Creating an Enabling Environment
Governments can play important direct and indirect roles in creating a policy environment that fosters, rather than hinders, the growth of impact investing. Governments can encourage impact investing through appropriate investment rules, targeted co-investment, taxation, subsidies and procurement, as well as corporate legislation and capacity development that enable the efforts of investors, intermediaries and enterprises in this space. The last two years, in particular, have seen research and networking by the industry to connect policy experience and actors around the world, and to jointly produce new knowledge and tools to support governments. The prime vehicle for this work is the Impact Investing Policy Collaborative (IIPC), whose policy framework is gaining wider usage.

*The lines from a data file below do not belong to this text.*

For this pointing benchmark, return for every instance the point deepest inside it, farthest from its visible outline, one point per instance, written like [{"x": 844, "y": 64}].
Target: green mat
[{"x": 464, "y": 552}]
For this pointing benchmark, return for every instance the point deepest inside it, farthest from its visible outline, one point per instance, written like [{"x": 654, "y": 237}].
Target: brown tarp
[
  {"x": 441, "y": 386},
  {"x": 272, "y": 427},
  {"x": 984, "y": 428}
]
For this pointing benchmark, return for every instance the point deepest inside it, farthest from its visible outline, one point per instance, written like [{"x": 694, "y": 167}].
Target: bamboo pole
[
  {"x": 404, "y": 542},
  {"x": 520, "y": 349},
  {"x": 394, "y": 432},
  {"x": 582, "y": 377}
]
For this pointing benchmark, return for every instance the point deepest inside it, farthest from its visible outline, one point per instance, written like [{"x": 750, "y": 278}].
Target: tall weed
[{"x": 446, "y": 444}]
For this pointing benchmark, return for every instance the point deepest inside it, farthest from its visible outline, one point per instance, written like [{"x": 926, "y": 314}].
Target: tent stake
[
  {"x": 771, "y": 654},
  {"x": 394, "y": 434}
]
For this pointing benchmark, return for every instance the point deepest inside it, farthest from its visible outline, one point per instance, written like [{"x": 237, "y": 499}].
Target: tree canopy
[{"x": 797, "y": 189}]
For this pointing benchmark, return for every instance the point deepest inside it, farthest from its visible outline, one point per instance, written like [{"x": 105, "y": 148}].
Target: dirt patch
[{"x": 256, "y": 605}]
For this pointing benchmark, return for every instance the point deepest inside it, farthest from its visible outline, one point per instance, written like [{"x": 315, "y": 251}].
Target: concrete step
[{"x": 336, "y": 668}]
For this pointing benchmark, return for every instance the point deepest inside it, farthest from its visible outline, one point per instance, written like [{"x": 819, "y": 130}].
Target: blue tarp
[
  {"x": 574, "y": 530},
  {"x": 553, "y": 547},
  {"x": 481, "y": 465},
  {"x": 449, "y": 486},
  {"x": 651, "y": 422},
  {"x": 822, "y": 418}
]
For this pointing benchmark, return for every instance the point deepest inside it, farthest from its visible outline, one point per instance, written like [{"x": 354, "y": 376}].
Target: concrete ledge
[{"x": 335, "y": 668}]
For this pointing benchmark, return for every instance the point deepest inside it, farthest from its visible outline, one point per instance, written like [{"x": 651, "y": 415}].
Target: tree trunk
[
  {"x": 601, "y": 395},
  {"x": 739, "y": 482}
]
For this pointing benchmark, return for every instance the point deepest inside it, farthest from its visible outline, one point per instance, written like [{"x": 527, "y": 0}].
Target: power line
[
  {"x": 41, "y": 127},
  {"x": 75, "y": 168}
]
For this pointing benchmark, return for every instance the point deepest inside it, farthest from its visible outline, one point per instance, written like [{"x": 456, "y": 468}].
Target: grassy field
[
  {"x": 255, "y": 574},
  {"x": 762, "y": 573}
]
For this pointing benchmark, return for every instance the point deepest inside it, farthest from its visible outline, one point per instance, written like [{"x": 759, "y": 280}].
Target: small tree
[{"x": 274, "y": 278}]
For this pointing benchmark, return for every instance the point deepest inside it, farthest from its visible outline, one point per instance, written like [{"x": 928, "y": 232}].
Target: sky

Over the past four years, a growing number of organizations have come to play key leadership roles in the building of the impact investing field. In particular, the Rockefeller Foundation provided grants and PRIs to a group of some 30 core allies, including the GIIN, IRIS and GIIRS, to help build collective action platforms, create standards and rating systems, scale up intermediaries, and engage in research and action. Leadership activity was undertaken in parallel in other fields as well, including socially responsible investing, community development finance and clean technology. By the end of 2011, most impact investing leaders agreed that good progress had been made in organizing their new field, and that the collective effort must move to focus now on the execution of investments and the implementation of models, policies and tools.
Opportunities and Directions: What’s Next?
Overall, our scan of the impact investing sector’s progress over the past four years has shown that the field has moved decisively from the “uncoordinated innovation” phase in the Monitor Report schema to a sustained “marketplace-building” phase. Within this phase, it is also clear that the industry is shifting from a period focused on organizing itself and establishing initial infrastructure to one much more clearly focused on implementation. Indeed, leaders whom we interviewed and other champions of the field more frequently speak of the need to move into an “era of execution.” This is entirely appropriate. To this, however, we would add: an era of acceleration and execution. There are some very concrete steps that can, and should, be taken in order to make such an era a reality.